Perhaps the Obama administration could see fit to find funding to develop just such an industry right here in the good ole US of A? Well, probably not, it costs money. It would create jobs for U.S. citizens. And those are the kinds of policies that Republicans will not allow the Obama (mis)administration to get passed into law.

Second, China’s response to the trawler incident is, I’m sorry to say, further evidence that the world’s newest economic superpower isn’t prepared to assume the responsibilities that go with that status.

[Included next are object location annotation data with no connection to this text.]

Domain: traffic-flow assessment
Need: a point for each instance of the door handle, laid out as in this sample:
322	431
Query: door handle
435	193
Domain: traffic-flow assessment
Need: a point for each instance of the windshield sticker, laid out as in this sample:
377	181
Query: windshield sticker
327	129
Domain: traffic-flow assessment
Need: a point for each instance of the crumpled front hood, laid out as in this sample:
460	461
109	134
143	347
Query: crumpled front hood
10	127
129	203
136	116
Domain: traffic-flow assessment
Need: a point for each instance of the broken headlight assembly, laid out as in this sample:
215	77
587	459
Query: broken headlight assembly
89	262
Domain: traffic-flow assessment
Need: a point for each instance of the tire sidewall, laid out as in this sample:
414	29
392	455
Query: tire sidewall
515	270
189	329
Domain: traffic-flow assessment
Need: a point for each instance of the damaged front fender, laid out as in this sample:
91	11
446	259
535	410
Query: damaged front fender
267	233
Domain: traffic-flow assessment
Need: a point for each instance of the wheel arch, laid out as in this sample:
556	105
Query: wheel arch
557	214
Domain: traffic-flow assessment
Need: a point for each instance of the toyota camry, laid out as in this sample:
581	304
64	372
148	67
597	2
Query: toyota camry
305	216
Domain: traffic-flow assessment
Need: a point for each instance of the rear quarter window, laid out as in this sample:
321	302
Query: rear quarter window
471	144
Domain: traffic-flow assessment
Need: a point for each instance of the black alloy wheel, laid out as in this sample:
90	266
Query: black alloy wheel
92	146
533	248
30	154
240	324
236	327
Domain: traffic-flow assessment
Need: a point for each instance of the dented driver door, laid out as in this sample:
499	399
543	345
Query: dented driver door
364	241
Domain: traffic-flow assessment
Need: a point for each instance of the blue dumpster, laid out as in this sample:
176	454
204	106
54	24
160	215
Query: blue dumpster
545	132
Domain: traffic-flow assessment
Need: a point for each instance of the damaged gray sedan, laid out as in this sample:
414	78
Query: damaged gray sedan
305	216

I call bullsh*t. I'd say the world's newest economic superpower is fully prepared to assume the responsibilities that go with that status. Using their combined economic and political power to seek political solutions to problems rather than military solutions.

I'd call this a model that is worthy of emulation. Maybe a third way, a new alternative. If the U.S. could change it's power politics from a virtual 100% reliance on military "solutions" which invariably give rise to more disasters, both economic and political, we might be able to regain the world's respect. We might become an example.

Major economic powers, realizing that they have an important stake in the international system, are normally very hesitant about resorting to economic warfare, even in the face of severe provocation — witness the way U.S. policy makers have agonized and temporized over what to do about China’s grossly protectionist exchange-rate policy. China, however, showed no hesitation at all about using its trade muscle to get its way in a political dispute, in clear — if denied — violation of international trade law.


The so-called "international system" to which Dr. Krugman refers, is in actuality the American System, of, What We Say Goes. And this is a system which is assuredly (perhaps even thankfully) running out of steam. This system was put in place by U.S. policy makers at the end of World War II, when the U.S. economy had all the advantages in the world, having been spared the devastation of war on our own soil, when the U.S. political, business and economic leaders looked to remake the world in an image pleasing to them, with Germany and Japan as manufacturing centers, Western Europe and America as financial centers, and the rest of the world as resource centers. That system was never fair, was never just, and the consequences of it are coming home to roost.

China's so-called "protectionist exchange policy" has a flip side - the over-valuation of American currency because the U.S. government can print as much money as it wants (quantitative easing) while the dollar remains the reserve currency for oil.

By his use of language, of superlatives, Krugman demonstrates what laws he holds dearest: "China, however, showed no hesitation at all about using its trade muscle to get its way in a political dispute, in clear — if denied — violation of international trade law."

LET ME REPEAT!

China is to be lauded for using its "trade muscle" to get its way in a political dispute, compared with how the U.S. uses its "military muscle" to NOT get its way in political disputes.

Kruggers may not like it, but it works, and none of the children got killed.

Couple the rare earth story with China’s behavior on other fronts — the state subsidies that help firms gain key contracts,


In the U.S. they are called tax loopholes that help monstrously large companies, oil and gas in particular, banks too, and these increase the fortunes of the fortunate few favored at the top of these corporations.

the pressure on foreign companies to move production to China


In the U.S., this would be called "job creation," something we don't do any more, except for barmaids, waitresses, health workers.

and, above all, that exchange-rate policy — and what you have is a portrait of a rogue economic superpower, unwilling to play by the rules. And the question is what the rest of us are going to do about it.


Well, Paul, I suspect your column here will be held up by neo-conservatives as a reason why we need to be prepared to fight a war with China. Tis indeed a horrible thing when our favorite "liberal" columnist goes all chauvanistic on us.

And just why is it again that a New York Times headline reads U.S. Alarmed by Harsh Tone of China’s Military?